Poradnik dla djów podróżujących pociągiem w związku z reorganizacją polskiej sceny kibicowskiej

   Każdy kto choć raz przejeżdżał w nocy przez Górny Śląsk pociągiem o godzinie 5 nad ranem i w Rudzie Śląskiej przywitał go na peronie chuligański komitet powitalny w oczekiwaniu na kibiców drużyny przeciwnej, musi troszeczkę orientować się w sprawach „za kim jesteś?” albowiem fakty są takie, że tymi pociągami podróżują nie tylko studenci, emeryci i dje…
   Więc nie wgłębiając się dlaczego i po co, ostatnimi czasy na polskiej scenie kibicowskiej doszło do kilku zaskakujących przetasowań w zakresie tzw. zgód, czyli układów przyjaźni wiążących zarówno na stopie towarzyskiej jak i handlowej sympatyków różnych drużyn. Otóż najnowszy konglomerat to tzw. WRWE, a więc połączone sił Wisły Kraków, Ruchu Chorzów, łódzkiego Widzewa i toruńskiej Elany. Jak widać, zakres geograficzny mają konkretny i co weekend podobnie jak my jeżdżą po Polsce, podobnie jak my w poszukiwaniu wrażeń tylko że oni trochę o wiele bardziej mocniejszych. W związku z tym, że mijamy się na trasach, stacjach, dworcach felieton ten jest więc jak najbardziej uzasadniony. Ale, hola, hola, pewnie powiesz.
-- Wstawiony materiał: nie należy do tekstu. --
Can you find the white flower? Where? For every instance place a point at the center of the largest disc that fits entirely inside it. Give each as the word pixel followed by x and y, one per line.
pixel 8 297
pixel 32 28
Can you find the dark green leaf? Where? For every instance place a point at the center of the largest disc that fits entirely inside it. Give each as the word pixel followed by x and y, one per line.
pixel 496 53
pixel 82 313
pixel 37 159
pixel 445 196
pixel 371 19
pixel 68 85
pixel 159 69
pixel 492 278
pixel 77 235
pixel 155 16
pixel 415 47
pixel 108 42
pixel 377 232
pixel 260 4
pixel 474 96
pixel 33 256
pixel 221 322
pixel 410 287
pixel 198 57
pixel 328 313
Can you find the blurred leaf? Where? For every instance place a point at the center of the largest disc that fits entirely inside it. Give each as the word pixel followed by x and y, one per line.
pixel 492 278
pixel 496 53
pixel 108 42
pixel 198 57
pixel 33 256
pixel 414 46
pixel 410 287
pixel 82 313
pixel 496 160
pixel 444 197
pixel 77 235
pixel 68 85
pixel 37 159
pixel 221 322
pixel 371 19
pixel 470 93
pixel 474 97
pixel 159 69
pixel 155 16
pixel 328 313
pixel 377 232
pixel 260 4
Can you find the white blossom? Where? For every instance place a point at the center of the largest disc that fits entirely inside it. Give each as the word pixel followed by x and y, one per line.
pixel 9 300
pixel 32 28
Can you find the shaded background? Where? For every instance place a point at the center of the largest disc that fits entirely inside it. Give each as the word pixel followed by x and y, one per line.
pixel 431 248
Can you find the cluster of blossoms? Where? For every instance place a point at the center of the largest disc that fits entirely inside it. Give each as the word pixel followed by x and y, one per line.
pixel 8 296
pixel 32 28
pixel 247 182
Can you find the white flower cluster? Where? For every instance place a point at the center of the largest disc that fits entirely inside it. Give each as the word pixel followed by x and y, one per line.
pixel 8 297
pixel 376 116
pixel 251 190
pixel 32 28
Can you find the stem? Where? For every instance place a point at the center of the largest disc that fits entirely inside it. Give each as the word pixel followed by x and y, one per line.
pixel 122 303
Bo pewnie z tematem, zgód, kos, wyjazdów i wjazdów po kasy nie raz się spotkałeś podróżując w towarzystwie jakiś kiboli to jednak musisz przyznać, że ta nowa koalicja jest o tyle sensacyjna, gdyż położyła kres innym zgodom, uważanym do tej pory, za wzór do naśladowania.
   Teraz skup się i rozkmiń mordo sytuację uważnie. Czekasz napierdolony na dworcu w Sopocie i chcesz wrócić tym o 4:37 ekspresem. Podchodzi do Ciebie dwóch, a jakże podchmielonych delikwentów i zagadują, a skąd to a dokąd. Biorąc pod uwagę, że stoisz na peronie w stronę Gdańska, możesz przypuszczać, że to fanatycy Lechii Gdańsk wybrali się na melo do Sopotu i wracają na Letnicę, w związku z tym, gdy na jaw wyjdzie, że wracasz do Krakowa, to do tej pory byłoby tak, że odśpiewacie jakąś piosenkę o Trzech Królach Wielkich Miast (nie musisz znać słów, wszystkie piosenki kibicowskie brzmią tak, że jak będziesz się darł to będzie git), oni powiedzą coś tam o braciach z Krakowa i sytuacja sama się rozwiąże. Ale, ale mamy 2016 rok i już nie jest tak jak kiedyś. Już nigdy nie będzie tak jak kiedyś. Teraz, gdy przypucujesz się do Krakowa, mogą posądzać Cię o kibicowanie Cracovii (masz przejebane), albo Wiśle, a Biała Gwiazda właśnie zerwała zgodę z Lechią i mamy problem. Najlepiej więc zrobić to, co dje robią zawsze, czyli, ja nie wiem, ja nie znam, jak dojść na dworzec? A jak już padnie ostateczne hasło do określenia się z kim jesteś, to zawsze krzycz „Żołnierze Wyklęci!” i "Śmierć wrogom Ojczyzny!"
   Podobnie jak w Gdańsku będzie we Wrocławiu, gdzie do tej pory poruszając się szlaczkiem po tzw. trójkącie bermudzkim, mogłeś bezpiecznie wychodzić z sytuacji mówiąc, że całe życie na Prądniku Białym biegałeś z wariatami. Ale teraz już lepiej tak nie mów. Natomiast takie tłumaczenie przejdzie na Widzewie, jak będziesz szedł na pociąg z McDonald’a. Tylko pytanie, czy lokalni hools już na tyle poznali topografię Krakowa, aby wyłapać, że Ty nie z tamtej, tylko z tej strony Błoń. Aha, odnośnie Łodzi, do tej pory jak jesteś z Rzeszowa, to w ŁDZ miałeś 50% szans na przeżycie na Piotrkowskiej w spotkaniu z bandą cichoszelestów. Teraz już nie ma zgody ŁKS z Resovią, więc co nie powiesz to i tak może być wpierdol w bramie. W Poznaniu bez zmiany rządzi Kolejorz, a w Bydgoszczy Zawisza. Górny Śląsk to ciągła walka kolacji KSG&GKS z Ruchem i do tego jeszcze jest tu kilka mocnych ekip, które czasami pomagają tym, czasami tamtym, czasami tylko na swoje konto. Ale nie przejmuj się tym tu i tak tego nie ogarniesz więc wszyscy razem: "Raz sierpem, raz młotem..."!
   Z takich jeszcze rad, to nie myl barw Korony Kielce z Jagiellonią Białystok. Nie śmiej się z Sosnowca, przy kibicach Legii. I zawsze podróżuj w odzieży takich marek jak Red is Bad, Extreme Hobby lub PitBull. I pamiętaj, że wszyscy jeździmy na reprę!

Komentarze

Anonimowy pisze…
Nie wiem czy wiesz, ale Naprawiacz leży... PDW.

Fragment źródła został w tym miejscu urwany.